Car c'est cela avant tout, melody of Oblivion. Une atomisation complète et définitive de tout ce qui peut constituer les clichés de l'anime. Démoli le fan-service, ridiculisés les méchas, à mort les méchants dâârks et charismatiques. Melody of Oblivion a choisi de destructurer le genre auquel il appartient, que ce soit à travers le graphisme, les personnages ou l'intrigue. Non content de transgresser ces règles, l'anime recourt à un système de symbole étrangement érudit pour le contexte. Le miracle est que, malgré ces tirs de mortiers, l'histoire parvient à se dérouler sans trop de heurts.
On notera également la bande-son, plutôt originale en ceci qu'elle utilise énormément de violon solo, ce qui donne bizarrement un côté sobre à certaines scènes.
Etre un guerrier Melos signifie essentiellement lutter contre des mégalomanes dans des méchas ridicules... le topos classique, quoi...

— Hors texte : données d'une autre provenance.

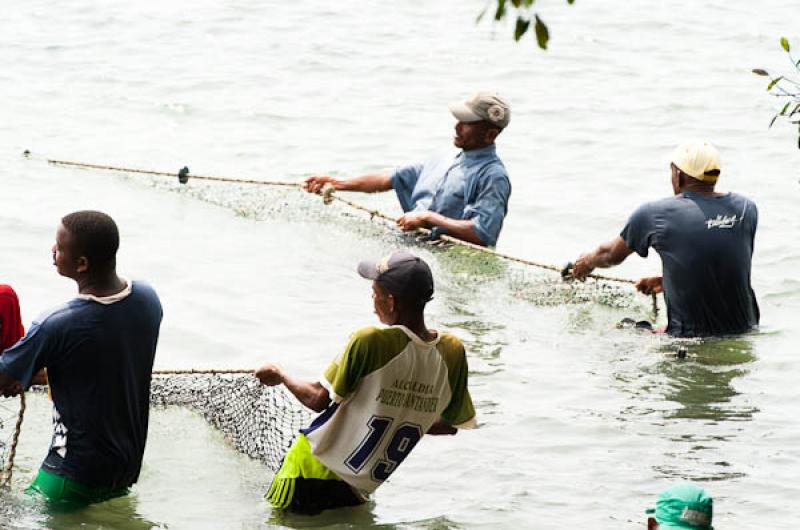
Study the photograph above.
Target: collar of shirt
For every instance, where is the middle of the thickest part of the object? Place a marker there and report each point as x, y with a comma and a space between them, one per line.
477, 156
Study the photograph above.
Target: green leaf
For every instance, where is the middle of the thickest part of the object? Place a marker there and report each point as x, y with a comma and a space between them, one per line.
773, 83
542, 35
501, 9
522, 27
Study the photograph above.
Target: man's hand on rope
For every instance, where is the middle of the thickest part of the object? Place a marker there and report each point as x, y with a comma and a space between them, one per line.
413, 220
270, 375
583, 266
650, 285
315, 183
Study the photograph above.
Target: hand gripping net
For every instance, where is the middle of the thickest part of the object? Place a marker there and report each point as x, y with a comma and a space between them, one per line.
259, 421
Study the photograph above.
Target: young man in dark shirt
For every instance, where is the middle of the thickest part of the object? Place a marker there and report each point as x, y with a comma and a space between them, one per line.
98, 350
705, 240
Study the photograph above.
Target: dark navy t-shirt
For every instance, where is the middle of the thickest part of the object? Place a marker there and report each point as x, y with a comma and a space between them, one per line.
99, 360
706, 246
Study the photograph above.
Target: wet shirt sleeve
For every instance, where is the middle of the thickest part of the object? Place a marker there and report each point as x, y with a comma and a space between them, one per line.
460, 413
489, 207
29, 355
343, 374
640, 231
404, 180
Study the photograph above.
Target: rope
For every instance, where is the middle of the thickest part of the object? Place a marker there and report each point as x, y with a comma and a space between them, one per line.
329, 196
212, 371
9, 467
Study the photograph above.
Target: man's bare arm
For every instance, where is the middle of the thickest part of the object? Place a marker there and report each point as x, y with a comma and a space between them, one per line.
372, 183
606, 255
461, 229
312, 395
9, 386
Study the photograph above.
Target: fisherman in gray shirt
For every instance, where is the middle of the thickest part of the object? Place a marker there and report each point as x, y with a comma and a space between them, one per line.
705, 240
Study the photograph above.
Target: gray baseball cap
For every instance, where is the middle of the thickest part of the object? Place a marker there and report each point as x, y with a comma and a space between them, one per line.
483, 106
402, 273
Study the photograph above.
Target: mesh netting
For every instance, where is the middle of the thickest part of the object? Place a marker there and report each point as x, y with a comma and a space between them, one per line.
259, 421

Bien entendu, cette mélodie n'est pas exempte de fausses notes (faut que j'aille la déposer, celle-là ) : 24 épisodes, c'est court pour une série aussi ambitieuse, et certaines parties de l'histoires sont laissées dans l'ombre. Si ce manque apparaît parfois comme volontaire, il y a des moments où on a l'impression que la production était tout simplement pressée par le temps. D'autre part, les épisodes du début sont très mal montés, souffrant d'ellipses très malheureuses, qui coupent le dynamisme de la série. Enfin, beaucoup d'épisodes commencent par un flashback sur ce qui s'est passé entre deux épisodes, au lieu de rentrer directement dans l'action, ce qui aurait, à mon avis, été profitable à l'intrigue. On notera pour en finir avec les reproches, une fin un peu paresseuse.

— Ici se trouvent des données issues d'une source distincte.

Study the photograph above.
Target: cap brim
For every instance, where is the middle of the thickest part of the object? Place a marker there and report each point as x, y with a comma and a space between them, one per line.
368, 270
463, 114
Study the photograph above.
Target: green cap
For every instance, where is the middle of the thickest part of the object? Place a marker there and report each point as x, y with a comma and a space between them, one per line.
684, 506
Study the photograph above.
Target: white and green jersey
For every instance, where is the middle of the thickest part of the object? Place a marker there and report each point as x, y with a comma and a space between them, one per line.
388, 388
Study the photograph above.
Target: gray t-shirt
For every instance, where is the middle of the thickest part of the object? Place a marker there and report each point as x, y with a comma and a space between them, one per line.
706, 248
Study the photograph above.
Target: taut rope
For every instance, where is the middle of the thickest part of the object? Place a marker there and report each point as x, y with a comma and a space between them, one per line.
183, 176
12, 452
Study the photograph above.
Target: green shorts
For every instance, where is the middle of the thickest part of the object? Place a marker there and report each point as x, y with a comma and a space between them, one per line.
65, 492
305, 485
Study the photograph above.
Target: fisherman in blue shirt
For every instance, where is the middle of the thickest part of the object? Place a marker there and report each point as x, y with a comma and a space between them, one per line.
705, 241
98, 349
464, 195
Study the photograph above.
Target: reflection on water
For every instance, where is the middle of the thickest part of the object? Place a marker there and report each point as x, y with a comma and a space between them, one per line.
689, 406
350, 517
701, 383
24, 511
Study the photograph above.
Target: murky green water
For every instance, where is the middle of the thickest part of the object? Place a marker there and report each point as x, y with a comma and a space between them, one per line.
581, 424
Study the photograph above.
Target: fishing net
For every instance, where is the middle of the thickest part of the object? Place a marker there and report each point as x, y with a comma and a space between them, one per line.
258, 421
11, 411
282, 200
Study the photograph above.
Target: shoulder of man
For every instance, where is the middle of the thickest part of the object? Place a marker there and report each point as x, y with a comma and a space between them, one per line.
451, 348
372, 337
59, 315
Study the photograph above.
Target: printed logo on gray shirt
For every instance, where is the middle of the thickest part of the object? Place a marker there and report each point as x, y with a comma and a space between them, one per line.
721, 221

Cependant, Melody of Oblivion est un anime à voir. Absolument. Ne serait-ce que trois ou quatre épisodes, pour le culot, l'inventivité et la virtuosité dont elle fait preuve, en assumant totalement son ridicule et son côté malsain. Je tiens quand même à préciser qu'il vaut mieux prendre pas mal de recul vis-à -vis de certaines scènes chaudes, l'une d'entre elle m'étant apparu comme pouvant véritablement choquer (moi pas, mais il est de notoriété public que je suis un pervers débridé, youpi youpi et allez donc).

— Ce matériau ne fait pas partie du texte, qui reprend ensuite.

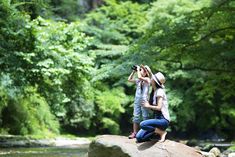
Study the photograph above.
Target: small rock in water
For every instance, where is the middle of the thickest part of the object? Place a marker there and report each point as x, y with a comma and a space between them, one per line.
215, 151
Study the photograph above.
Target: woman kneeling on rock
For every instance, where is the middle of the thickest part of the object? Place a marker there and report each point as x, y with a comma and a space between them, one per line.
161, 119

Bref, un autre anime qui classe définitivement JC Staff au rang des créateurs les plus brillants mais aussi les plus étranges de ces dernières années dans le domaine de l'anime. Melody of Oblivion, tout en massacrant le genre dont elle est issu, nous montre que ce même genre peut être le théâtre de toutes les inventions et de tous les excès.